Performance for primitive operations

Hello,

Please consider the attached program. It multiplies a provided input vector by a matrix and saves it as an output vector. Every row of the output vector is calculated by a separate thread. The calculation is repeated in a loop to reduce the influence of startup overhead.

On a Tesla C2050, the calculation takes 1.7us. This doesn’t seem unreasonable, because the values have to be read and written from device memory.

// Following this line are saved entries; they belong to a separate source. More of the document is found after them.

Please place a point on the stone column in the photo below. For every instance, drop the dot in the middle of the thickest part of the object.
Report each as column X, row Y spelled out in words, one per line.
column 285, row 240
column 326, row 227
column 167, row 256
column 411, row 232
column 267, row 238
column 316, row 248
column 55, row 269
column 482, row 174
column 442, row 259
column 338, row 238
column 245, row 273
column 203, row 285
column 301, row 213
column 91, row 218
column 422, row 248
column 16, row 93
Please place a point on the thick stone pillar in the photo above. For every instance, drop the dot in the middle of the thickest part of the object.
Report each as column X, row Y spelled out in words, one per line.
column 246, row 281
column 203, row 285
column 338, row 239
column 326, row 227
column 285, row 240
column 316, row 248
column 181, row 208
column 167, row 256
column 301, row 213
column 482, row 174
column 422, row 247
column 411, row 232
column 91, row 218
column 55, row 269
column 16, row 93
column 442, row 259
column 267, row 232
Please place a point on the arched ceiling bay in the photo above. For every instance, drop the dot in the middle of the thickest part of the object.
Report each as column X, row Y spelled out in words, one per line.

However, if I uncomment the second inner loop to do the calculation a second time (using only register and shared memory variables), the performance drops to 3.6us. I don’t understand this. There are just about 2 * VI_SIZE = 160 additional floating point operations, at 1.3Ghz surely they should not take more than (160 / 1.3e-9) / (1e-6) = 0.2 us?

Can someone explain where I am wrong?

Thanks,
gpu_benchmark.cu (2.81 KB)

vmul is too large to be stored in registers, so it has to go into local memory (which is the same (relatively) slow off-chip memory as global memory). Unless the compiler completely unrolls all loops, vmul also needs to be stored in local mem in order to make it indexable. Thus the program is completely memory bandwidth bound (as 160 bytes per thread is too much to even be held by the cache), and from twice the number of memory operations in the inner loops you get doubled runtime.

If you run fewer than 600 threads per multiprocessor, setting the cache size to 48 Kb might just be enough to see the speedup you expect.